Scaling data driven decision making

We built atoma in response to our experience scaling self-serve data platforms at Square, Google, and various startups over the past 10 years. At it’s core, a data team’s responsibility is to nudge the business towards better outcomes with data informed decision making — today teams manifest this by:

  1. providing direct support to decision makers with ad-hoc manual analysis
  2. providing self-serve data tools for decision makers to derive their own insights

While effective for few important decisions, and accessible to experienced practitioners — business intelligence has a lot of room for improvement.

BI pain-points

  1. Dashboard as hammers: dashboards are the data interface for non-technical people at a company. This is great when the information people are interested in remains stable overtime, but falls apart in a dynamic business environment. This is a big problem for the analyst-stakeholder relationship because simple iterations on a dashboard need to be handcrafted. The outcome is dashboard sprawl, maintenance and ultimately data trust issues.
  2. BI’s metadata experience: Data literacy rates are perhaps the highest correlate to effective self-serve data platforms. To be capable, non-technical decision makers need to be informed on what data is available, how to ask good questions in the context of their business, how to calculate metrics, and how to interpret the results. Today this is the job of data documentation tools and co-workers. BI today is overfit on the dashboard product experience forgets about what else can be done to empower self-serve data.
  3. Economics of BI: analytics is a scarce resource at every company, there are simply more questions that can be asked than answered with our current toolset. While not every question deserves an answer, picking which ones get attention is muddled in resourcing politics and jira tickets. The ideal would be a perfect prioritization of questions with known upfront ROI impact, while this would be nice, is not possible still leaves many questions unanswered.

The elephant in the room, GPT

It’s impossible to ignore what’s going on with AI currently. Less than a year into the boon and there are a few industry data points that inform our vision for where the industry could be going:

  1. GPT is a good data analyst: head-to-head comparative test between humans and GPT-4 on end-to-end database analytics indicate that GPT-4 can achieve comparable performance to humans, for a fraction of the time/cost.
  2. Code interpreter: OpenAI’s code interpreter performs data analytics and visualization at astonishing speed and correctness across a wide domain.
  3. Autonomous systems: AutoGPT chains together LLM "thoughts", to create and execute tasks autonomously to achieve whatever goal you set.
  4. GPT productivity research: A study using AI-based conversational assistance with data from 5, 179 support agents found a 14% average productivity increase, especially benefiting novice workers. This AI tool also promoted knowledge sharing among employees, enhanced customer sentiment, reduced managerial intervention needs, and improved employee retention.

Introducing Atoma

Atoma is our response to the problems in BI in consideration of the capabilities of LLMs. We aim to filp the economics of BI on it’s head and unlock the latent value in unanswered questions.
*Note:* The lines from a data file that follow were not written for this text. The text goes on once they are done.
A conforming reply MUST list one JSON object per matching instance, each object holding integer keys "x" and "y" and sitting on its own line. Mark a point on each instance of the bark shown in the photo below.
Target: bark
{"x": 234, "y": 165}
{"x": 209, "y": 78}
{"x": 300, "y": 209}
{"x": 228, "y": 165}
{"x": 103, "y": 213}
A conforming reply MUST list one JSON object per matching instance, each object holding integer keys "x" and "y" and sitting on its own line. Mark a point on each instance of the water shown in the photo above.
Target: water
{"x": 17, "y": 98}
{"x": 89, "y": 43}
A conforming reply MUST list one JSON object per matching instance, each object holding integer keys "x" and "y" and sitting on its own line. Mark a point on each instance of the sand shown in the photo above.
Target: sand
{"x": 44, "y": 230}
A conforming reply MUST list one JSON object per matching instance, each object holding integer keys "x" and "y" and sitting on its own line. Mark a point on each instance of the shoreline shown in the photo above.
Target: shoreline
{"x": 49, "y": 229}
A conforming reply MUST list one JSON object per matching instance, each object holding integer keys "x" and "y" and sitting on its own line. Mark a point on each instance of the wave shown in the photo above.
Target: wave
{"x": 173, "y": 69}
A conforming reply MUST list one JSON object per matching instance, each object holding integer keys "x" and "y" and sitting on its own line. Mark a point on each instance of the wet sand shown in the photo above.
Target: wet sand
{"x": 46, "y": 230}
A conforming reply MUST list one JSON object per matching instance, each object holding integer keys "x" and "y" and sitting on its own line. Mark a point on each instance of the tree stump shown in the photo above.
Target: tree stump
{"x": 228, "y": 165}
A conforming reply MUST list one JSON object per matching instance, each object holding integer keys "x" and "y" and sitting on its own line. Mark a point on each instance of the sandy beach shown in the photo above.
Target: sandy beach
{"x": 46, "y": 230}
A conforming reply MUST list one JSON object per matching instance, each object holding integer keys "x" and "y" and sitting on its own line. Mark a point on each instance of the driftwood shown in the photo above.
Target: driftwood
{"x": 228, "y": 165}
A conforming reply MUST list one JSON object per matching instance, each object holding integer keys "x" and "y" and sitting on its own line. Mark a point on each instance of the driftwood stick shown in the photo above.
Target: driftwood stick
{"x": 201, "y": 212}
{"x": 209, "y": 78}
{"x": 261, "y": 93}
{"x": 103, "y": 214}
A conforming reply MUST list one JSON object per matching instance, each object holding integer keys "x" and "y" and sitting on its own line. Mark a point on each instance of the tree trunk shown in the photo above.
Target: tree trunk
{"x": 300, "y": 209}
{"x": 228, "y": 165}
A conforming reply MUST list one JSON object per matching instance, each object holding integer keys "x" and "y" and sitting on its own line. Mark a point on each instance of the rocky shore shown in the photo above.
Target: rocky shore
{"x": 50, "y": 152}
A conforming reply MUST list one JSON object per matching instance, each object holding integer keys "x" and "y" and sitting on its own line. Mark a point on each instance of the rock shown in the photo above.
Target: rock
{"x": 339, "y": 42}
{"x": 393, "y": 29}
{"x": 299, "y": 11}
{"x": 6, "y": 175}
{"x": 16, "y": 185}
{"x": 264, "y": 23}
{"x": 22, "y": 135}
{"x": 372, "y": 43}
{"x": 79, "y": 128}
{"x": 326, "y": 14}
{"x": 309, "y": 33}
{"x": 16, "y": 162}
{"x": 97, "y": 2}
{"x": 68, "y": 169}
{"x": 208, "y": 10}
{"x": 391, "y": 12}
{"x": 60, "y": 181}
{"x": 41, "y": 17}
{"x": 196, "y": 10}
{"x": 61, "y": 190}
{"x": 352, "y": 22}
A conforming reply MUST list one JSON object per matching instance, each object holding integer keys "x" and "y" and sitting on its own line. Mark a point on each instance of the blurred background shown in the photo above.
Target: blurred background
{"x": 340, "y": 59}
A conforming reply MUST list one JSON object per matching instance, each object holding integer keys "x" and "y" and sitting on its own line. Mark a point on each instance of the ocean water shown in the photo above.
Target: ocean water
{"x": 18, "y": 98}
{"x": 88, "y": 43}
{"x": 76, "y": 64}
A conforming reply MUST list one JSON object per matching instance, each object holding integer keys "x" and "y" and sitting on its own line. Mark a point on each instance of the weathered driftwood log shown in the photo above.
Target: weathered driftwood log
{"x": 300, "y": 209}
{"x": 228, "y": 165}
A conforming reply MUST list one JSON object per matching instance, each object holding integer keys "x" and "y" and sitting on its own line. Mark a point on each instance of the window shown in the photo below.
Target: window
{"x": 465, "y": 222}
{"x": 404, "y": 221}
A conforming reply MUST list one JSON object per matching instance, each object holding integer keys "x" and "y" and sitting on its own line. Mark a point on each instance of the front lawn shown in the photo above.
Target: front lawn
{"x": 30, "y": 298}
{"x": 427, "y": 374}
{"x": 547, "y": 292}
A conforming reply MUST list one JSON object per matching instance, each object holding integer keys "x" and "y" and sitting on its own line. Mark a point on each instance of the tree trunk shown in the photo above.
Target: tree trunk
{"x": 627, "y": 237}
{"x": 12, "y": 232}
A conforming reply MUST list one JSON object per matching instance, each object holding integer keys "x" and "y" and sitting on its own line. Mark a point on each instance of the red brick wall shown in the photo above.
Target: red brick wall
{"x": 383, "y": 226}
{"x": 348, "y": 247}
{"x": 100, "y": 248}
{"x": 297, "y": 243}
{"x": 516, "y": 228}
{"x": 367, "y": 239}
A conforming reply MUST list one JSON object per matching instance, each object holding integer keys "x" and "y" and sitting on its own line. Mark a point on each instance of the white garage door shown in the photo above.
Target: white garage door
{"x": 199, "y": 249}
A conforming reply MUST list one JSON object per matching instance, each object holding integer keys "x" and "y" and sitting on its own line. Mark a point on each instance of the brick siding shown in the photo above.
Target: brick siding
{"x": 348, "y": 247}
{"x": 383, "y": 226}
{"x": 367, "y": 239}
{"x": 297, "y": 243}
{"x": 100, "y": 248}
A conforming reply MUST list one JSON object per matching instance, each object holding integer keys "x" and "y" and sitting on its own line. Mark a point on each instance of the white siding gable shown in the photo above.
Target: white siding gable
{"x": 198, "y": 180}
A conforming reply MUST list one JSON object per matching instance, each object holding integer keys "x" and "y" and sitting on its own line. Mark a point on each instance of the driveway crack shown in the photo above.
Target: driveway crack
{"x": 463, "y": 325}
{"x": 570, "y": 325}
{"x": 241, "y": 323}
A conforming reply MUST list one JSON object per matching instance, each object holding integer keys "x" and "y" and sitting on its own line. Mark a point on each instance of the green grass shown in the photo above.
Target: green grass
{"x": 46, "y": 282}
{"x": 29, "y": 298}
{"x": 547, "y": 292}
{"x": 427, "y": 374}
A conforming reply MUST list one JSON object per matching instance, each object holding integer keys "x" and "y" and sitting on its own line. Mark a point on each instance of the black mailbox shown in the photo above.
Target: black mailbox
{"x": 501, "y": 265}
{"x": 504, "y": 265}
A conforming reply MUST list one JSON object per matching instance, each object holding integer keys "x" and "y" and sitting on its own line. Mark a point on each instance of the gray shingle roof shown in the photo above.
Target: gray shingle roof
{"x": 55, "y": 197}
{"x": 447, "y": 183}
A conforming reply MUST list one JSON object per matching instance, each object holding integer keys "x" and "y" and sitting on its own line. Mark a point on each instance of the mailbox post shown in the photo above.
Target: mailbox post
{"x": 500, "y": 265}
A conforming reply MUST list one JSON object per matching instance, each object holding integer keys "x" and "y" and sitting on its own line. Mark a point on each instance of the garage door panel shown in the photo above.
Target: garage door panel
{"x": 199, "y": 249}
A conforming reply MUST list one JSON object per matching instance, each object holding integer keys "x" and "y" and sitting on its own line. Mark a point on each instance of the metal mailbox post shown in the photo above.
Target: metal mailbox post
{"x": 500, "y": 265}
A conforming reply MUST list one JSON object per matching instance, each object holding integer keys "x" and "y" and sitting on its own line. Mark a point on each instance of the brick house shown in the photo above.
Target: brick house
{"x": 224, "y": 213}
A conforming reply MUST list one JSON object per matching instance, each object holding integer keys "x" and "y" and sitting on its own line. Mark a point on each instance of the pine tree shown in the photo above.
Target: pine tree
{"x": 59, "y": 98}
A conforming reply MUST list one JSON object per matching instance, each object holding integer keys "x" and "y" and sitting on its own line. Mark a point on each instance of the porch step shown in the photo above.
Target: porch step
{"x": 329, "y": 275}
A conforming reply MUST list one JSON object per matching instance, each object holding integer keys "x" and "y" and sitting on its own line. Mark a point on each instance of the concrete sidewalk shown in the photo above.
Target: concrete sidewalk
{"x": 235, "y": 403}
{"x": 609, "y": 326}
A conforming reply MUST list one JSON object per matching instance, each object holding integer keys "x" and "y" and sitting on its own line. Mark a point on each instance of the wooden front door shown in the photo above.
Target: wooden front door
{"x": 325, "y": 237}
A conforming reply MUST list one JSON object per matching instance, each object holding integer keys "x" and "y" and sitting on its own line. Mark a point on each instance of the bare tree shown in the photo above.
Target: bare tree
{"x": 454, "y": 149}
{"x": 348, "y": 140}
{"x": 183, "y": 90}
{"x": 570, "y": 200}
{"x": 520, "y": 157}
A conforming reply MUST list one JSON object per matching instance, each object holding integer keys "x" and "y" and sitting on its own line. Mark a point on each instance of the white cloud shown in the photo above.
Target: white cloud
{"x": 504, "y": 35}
  • Atoma (LLM agent): a conversational end-to-end analytics answering engine. Ask a question, Atoma will search it's knowledge base for relevant data and docs to create and execute a plan of analysis that answers your question.
  • Knowledge graph: give Atoma access to all your data, both in the form of structured data and unstructured docs to improve it's performance. Atoma will automatically infer semantic information about your database and build vector embeddings of your structured data (tables) and unstructured data (documents). You can manually add docs that Atoma will use to auto-correct itself in the future.
  • Dev Mode: a Python/SQL streaming and batch data workflow engine for building automations and data pipelines to ingest data, orchestrate pipelines, and sync data with external systems. Develop in a web IDE and/or CLI for interacting with the knowledge graph.

Features and capabilities

  1. Instant, iterative answers: while dashboards provide answers to questions already asked, Atoma can generate insights just like you would do while messaging back/forth with an analyst on your team. Iterate in real-time, ask clarifying questions, and get explanations of calculation logic and results. BI tools solve parts of this in a piecemeal way; but no tool on the market can simulate the personalized and on-demand capabilities unlocked by LLMs.
  2. Hybrid query engine: semantic search and SQL queries are powerful yet distant cousins that together cover the entire scope of enterprise data search. Combining both in a familiar conversational interface simplifies the way people answer questions on both structured or unstructured data.
  3. Human-in-the-loop: embrace the creativity of LLMs and handle potential hallucinations just like you would regular data questions by using Atoma as a central question routing system that will ping the right person on the data team to answer your question and teach Atoma.
  4. Personalized learning and development: while a company wiki is a great data store, it’s information needs to be searched, found, interpreted, and applied to a users question. LLMs customize answers to the users context and can be interrogated for additional supporting information.